A solução foi tentar arrumar a casa com o que se tem, cortar gastos e tentar se manter. Assim fez Ricardo Furtado para garantir o funcionamento do Maddiê. “Quando percebi já busquei medida de redução de custo, mas até agora não conseguimos destravar o Pronamp com carência e juro baixo. Se tivesse isso há dois meses teria conseguido manter os empregos e negociado melhor o aluguel. Com essa falta de clareza e ajuda efetiva ninguém conseguiu. Só pedimos o que temos direito; me sinto jogado, sozinho, tendo que pagar os impostos atrasados. Estamos navegando sozinhos pois é empréstimo da família que sustenta o negócio”, lamenta o dono do restaurante de Diadema que passou a investir mais no seu marketing para garantir lucro no delivery. “Criamos umas pizzas diferentes e calzones. Resolvi investir mais em marketing, para chamar a atenção para o restaurante através da mídia social”, relata.
Com a experiência de muitos anos no ramo o chef Melchior Neto também passa pela mesma dificuldade. “Aprendi que aquele dinheiro todo que passa pela tua conta não é teu, só uma pequena parte dele e ainda tem que reservar um pouco para propaganda e outra para o capital de giro, por isso estou vivo até hoje, mas tudo que eu tinha guardado acabou, fui buscar o banco (pedir empréstimo) e claro que foi negado. O que eu espero hoje é o Pronamp”.
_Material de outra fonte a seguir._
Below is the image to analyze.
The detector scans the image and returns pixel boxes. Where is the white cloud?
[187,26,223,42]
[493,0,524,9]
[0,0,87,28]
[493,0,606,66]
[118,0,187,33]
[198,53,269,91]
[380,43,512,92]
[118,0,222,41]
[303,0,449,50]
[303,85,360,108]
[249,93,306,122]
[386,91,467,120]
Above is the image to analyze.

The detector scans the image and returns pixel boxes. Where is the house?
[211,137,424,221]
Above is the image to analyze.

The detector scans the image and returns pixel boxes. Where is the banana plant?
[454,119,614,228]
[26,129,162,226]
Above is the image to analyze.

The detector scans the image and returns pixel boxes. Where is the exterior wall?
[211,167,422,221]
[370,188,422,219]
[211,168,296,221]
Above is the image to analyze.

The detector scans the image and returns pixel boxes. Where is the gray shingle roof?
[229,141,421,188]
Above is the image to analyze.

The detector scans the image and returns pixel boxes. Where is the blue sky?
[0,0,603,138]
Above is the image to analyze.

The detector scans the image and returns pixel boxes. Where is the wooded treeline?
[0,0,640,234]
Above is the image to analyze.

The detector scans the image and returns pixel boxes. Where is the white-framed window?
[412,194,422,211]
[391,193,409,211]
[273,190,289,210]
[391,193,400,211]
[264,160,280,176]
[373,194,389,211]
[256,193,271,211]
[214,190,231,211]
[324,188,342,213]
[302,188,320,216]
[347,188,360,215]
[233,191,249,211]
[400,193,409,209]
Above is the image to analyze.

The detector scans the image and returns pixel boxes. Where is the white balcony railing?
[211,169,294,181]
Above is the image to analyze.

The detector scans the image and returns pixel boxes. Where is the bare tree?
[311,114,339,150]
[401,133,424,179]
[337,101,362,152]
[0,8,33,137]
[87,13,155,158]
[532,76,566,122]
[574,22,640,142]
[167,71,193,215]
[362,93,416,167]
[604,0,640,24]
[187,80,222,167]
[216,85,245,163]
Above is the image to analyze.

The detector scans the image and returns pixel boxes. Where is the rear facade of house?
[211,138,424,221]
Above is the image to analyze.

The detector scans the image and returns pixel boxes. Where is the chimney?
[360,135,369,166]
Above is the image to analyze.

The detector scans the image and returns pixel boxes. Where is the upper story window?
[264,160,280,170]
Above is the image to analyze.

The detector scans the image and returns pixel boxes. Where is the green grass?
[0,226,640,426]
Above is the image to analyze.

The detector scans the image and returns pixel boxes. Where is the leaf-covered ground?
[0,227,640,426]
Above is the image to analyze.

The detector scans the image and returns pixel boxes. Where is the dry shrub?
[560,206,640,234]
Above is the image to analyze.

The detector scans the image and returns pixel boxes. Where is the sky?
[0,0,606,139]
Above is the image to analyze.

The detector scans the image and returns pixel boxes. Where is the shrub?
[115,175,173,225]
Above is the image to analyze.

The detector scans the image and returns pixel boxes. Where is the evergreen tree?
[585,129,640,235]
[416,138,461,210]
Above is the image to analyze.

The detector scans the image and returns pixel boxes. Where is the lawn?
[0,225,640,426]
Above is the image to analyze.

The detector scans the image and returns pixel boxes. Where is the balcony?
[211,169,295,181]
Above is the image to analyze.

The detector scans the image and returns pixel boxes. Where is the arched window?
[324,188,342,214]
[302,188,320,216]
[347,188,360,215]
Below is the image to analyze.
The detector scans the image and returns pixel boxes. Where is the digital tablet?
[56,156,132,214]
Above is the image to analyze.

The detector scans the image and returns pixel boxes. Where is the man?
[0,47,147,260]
Como Furtado, Melchior também alterou o cardápio do delivery e está vendendo mais nesta modalidade. “Meu público é muito mais família e não vai se arriscar, vai pedir em casa. Os pratos individuais custavam R$ 29,90 e fizemos uma promoção para quem comprasse na segunda-feira iria pagar R$ 20 no restante da semana. Foi um super sucesso e estou vendendo muito, ganho menos por prato mas ganho na quantidade”. No 7 Mares o cardápio para entrega também mudou, com opções a preços mais acessíveis. “No delivery tem que agradar muito mais o cliente”, diz Calcin.
Horário
Os empresários ouvidos no RDTv foram unânimes em criticar o horário de abertura das 11h às 17 horas. “Essa retomada com período curto é ridículo, apenas para fazer politicagem, esse é o meu pensamento. Poderiam facilitar para os empreendedores. Deveria deixar a gente a trabalhar até um determinado horário. Está selecionando o público sem critério nenhum e pondo a culpa na pandemia”, disse Simon Calcin que sugeriu por ofício enviado a prefeitura que fosse permitida a abertura de três horas no almoço e outras três no jantar. “O estado poderia pensar numa solução melhor; abertura parcial mais atrapalha que ajuda”, acrescenta Furtado. “Aqui em Mauá já teve bagunça de bares no fim de semana, antes de permitida abertura, tinha que ter fiscalização para não acontecer como no Rio de Janeiro”, avalia Viviane.
“Deveria ter um estudo melhor, cada negócio é um. O restaurante Gema funciona de um jeito o meu botequim Carioca funciona só a noite, acho que tá tudo errado”, disse Melchior, que deixa uma mensagem para os consumidores. “Não deixe de prestigiar os restaurantes, o pequeno do bairro”, concluiu. O dono do Maddiê, se preocupa com o resultado da abertura se ela for feita de forma errada. “Preocupa essa abertura e que corre o risco de fechar de novo o que seria um desastre para a gente. Tem que ver o quanto a gente vai impactar nas próximas duas semanas o nível de contaminação. Se tiver que fechar, para quem comprou muita mercadoria, pode gerar uma outra crise”, analisa Ricardo Furtado.